41% sometimes allow someone else to watch when they key in their PIN code for mobile banking.
Beware of the risk of ‘shoulder surfing’
Shoulder surfing - secretly looking over someone’s shoulder while they key in their PIN code - used to be a particular problem with payments made using a debit card. These days, it also occurs when people key in a PIN or access code on their smartphone. Not everyone seems to be aware that shoulder surfing is also a risk when making a payment using their mobile: almost half of those asked sometimes allow someone else to watch when they key in a PIN code for a mobile payment. This figure is four in ten when it comes to keying in the access code for the mobile banking app.

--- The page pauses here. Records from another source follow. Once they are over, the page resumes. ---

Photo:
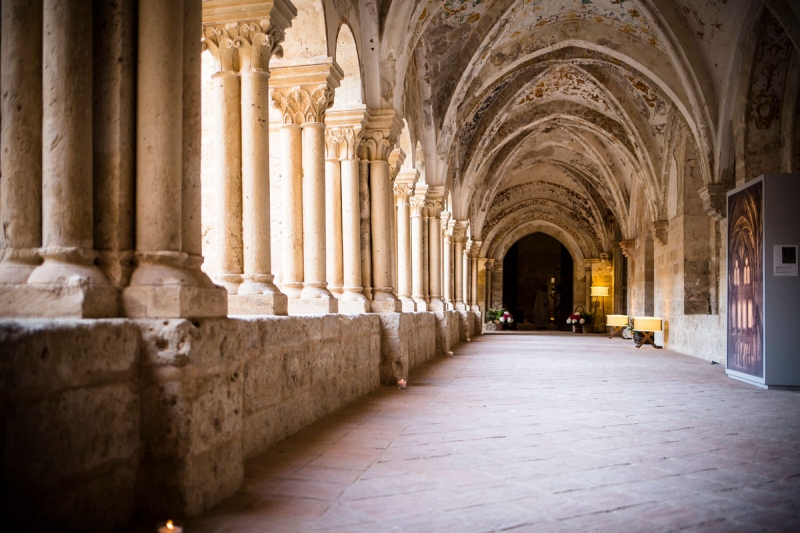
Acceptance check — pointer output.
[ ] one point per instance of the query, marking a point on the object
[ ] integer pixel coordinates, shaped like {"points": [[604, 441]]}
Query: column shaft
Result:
{"points": [[435, 270], [474, 283], [447, 267], [291, 160], [426, 259], [67, 214], [333, 226], [404, 252], [313, 161], [458, 273], [255, 184], [20, 139], [365, 219], [381, 238], [192, 228], [417, 256], [351, 232], [228, 92]]}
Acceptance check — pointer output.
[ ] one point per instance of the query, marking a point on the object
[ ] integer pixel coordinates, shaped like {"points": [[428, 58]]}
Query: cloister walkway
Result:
{"points": [[537, 432]]}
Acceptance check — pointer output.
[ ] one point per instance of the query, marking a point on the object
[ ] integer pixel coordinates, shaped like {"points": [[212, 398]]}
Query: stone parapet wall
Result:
{"points": [[103, 420], [701, 336], [69, 420], [407, 340]]}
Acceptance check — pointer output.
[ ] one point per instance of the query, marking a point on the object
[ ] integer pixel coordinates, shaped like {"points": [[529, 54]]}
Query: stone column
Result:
{"points": [[333, 212], [227, 88], [417, 256], [20, 149], [365, 212], [473, 261], [291, 191], [459, 238], [258, 293], [396, 158], [587, 268], [191, 201], [67, 283], [379, 139], [426, 250], [315, 296], [488, 281], [447, 261], [434, 204], [466, 276], [402, 191], [161, 286], [353, 299], [302, 94]]}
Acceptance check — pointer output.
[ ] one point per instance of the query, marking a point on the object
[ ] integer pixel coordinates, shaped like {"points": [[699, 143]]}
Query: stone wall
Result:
{"points": [[101, 420], [69, 420], [407, 340]]}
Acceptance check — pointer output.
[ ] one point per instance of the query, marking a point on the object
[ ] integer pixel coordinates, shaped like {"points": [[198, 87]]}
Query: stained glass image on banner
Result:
{"points": [[746, 281]]}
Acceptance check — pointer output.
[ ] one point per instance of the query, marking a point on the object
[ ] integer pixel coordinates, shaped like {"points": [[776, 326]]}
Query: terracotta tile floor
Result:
{"points": [[537, 432]]}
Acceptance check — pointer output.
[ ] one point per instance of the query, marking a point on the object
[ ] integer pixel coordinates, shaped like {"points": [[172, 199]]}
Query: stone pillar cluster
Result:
{"points": [[242, 50], [72, 211], [302, 94], [100, 200], [343, 208]]}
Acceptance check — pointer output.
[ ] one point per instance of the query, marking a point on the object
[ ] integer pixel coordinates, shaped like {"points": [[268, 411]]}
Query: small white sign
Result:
{"points": [[784, 260]]}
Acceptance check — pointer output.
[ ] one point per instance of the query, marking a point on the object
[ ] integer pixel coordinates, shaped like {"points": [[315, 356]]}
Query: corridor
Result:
{"points": [[537, 432]]}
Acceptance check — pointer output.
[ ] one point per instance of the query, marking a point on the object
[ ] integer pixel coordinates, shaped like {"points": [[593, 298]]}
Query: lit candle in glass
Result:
{"points": [[170, 527]]}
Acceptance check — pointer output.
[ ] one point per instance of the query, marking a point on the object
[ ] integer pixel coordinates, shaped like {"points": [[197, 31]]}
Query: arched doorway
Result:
{"points": [[533, 261]]}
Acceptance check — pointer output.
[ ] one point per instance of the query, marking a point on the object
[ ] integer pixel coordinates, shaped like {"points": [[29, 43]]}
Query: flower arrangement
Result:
{"points": [[493, 315], [579, 318]]}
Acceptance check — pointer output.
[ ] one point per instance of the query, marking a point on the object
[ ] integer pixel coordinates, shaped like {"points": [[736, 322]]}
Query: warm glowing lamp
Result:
{"points": [[647, 325], [598, 292], [618, 322]]}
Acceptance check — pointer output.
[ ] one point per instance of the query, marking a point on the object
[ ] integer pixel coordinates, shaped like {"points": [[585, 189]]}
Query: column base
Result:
{"points": [[258, 304], [313, 306], [354, 307], [162, 288], [17, 265], [387, 306], [408, 305], [174, 301], [59, 301], [437, 305]]}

“If potential scammers look over your shoulder at the right moment, and then get hold of your telephone or debit card, they have access to everything: from your banking app to your DigiD,” says Marco Hendriks, Fraud Expert at ABN AMRO. “If alongside the victim’s PIN or access code, the scammer also steals their telephone or debit card, they can do practically anything: from transferring money to their own account to making purchases in someone else’s name. It’s especially important to be alert on busy public holidays like King’s Day, when crowds of people are buying all kinds of things. This vastly increases the risk of shoulder surfing.”
Convenience versus security
The Dutch do seem to be aware of the dangers. Almost two thirds of those surveyed know how risky it is to use the same PIN codes, and over half say that this also applies to rarely or never changing your codes. Hendriks: “Although we know that it’s sensible to choose a different code for everything, and to change the codes regularly, most people choose convenience over security. Reusing the same code may seem handy, but you’re actually making it easier for scammers. In other words: Same PIN? Think again!”
A third of Dutch people use a code that’s based on a meaningful date, such as a birthday or wedding anniversary. This is easy for criminals to guess. A strong password doesn’t contain personal data or recurring digits. You must never share your code, not even with someone who claims to work for the bank.
Digital security starts with simple, practical actions:
Choose a different access code for your smartphone and banking app
Change the access code regularly
Make sure that no-one is watching when you key in your codes
Block the Mobile Banking app immediately if you lose your device or if it’s stolen
END OF PRESS RELEASE
About the survey Ipsos I&O conducted the survey in April 2025 on behalf of ABN AMRO. The random sample comprised 1000 Dutch people aged 18 years and over, and was representative in terms of age, gender and region.